After hearing Lieberman summarize Roger Gordian’s symptoms and lab results over the phone, Eric Oh, his colleague at public health, became concerned enough to ask him to fax over the case report the instant they hung up.

Oh waited at his machine, plucking each page out of the tray as it was transmitted. His hurried reading prompted him to make an equally fast callback.

His impressions corresponded to Lieberman’s — Oh’s version of gut radar, which he’d dubbed his “Spidey sense” in homage to his favorite childhood comic book character, was giving him physical tingles. He urged that a fresh specimen of Gordian’s blood be transported to the renowned virology lab at Stanford Medical School in nearby Palo Alto for examination and recommended that Lieberman follow the usual guidelines for a potential biohazardous threat and ship a second viable sample, dry-iced, to the Centers for Disease Control in Atlanta.

“I’d also appreciate you getting another tube of sera to the research facility at Berkeley,” he said. “I consult with researchers there pretty often, and we have a good working relationship.”

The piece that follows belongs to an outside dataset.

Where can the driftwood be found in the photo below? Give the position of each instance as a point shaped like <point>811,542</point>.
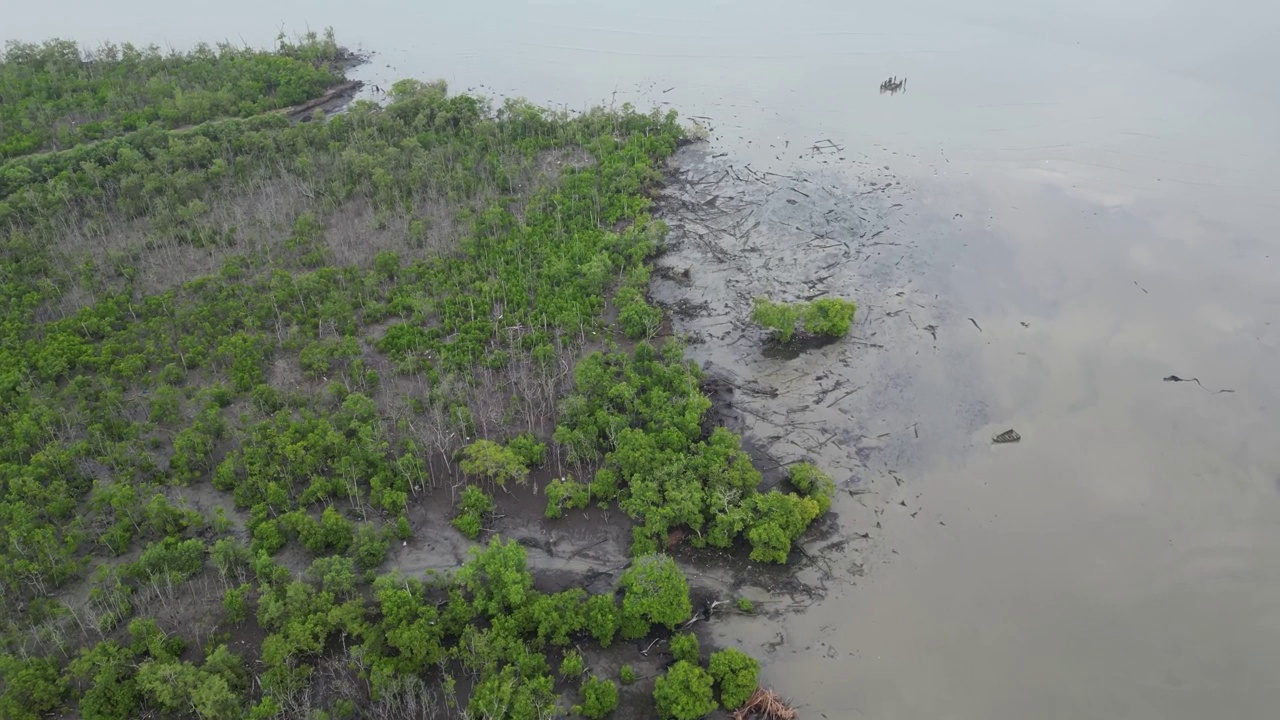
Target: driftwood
<point>764,705</point>
<point>343,90</point>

“I’ll need to make matters official,” Lieberman said. “Advise the departmental chairs, obtain their authorizations.”

“Think you can rustle them together this afternoon?”

“I’ll give it my best.”

“One more thing before I forget — Gordian’s X-rays. The reports note you’ve had series taken every twelve hours. Can I see your originals? From the initial images to the most recent. I’ll send them right back to you tomorrow morning.”

“No problem.”

“Great, they should give me a better sense of how this has evolved,” Oh said. “The material’s out to Stanford within the hour, I’ll drive down to personally sign for it and get cracking.”

“I thought you mentioned you were taking Cindy out for an Italian dinner tonight.”

“She got used to losing me to an electron microscope and assay plates the day our honeymoon ended, Eli.”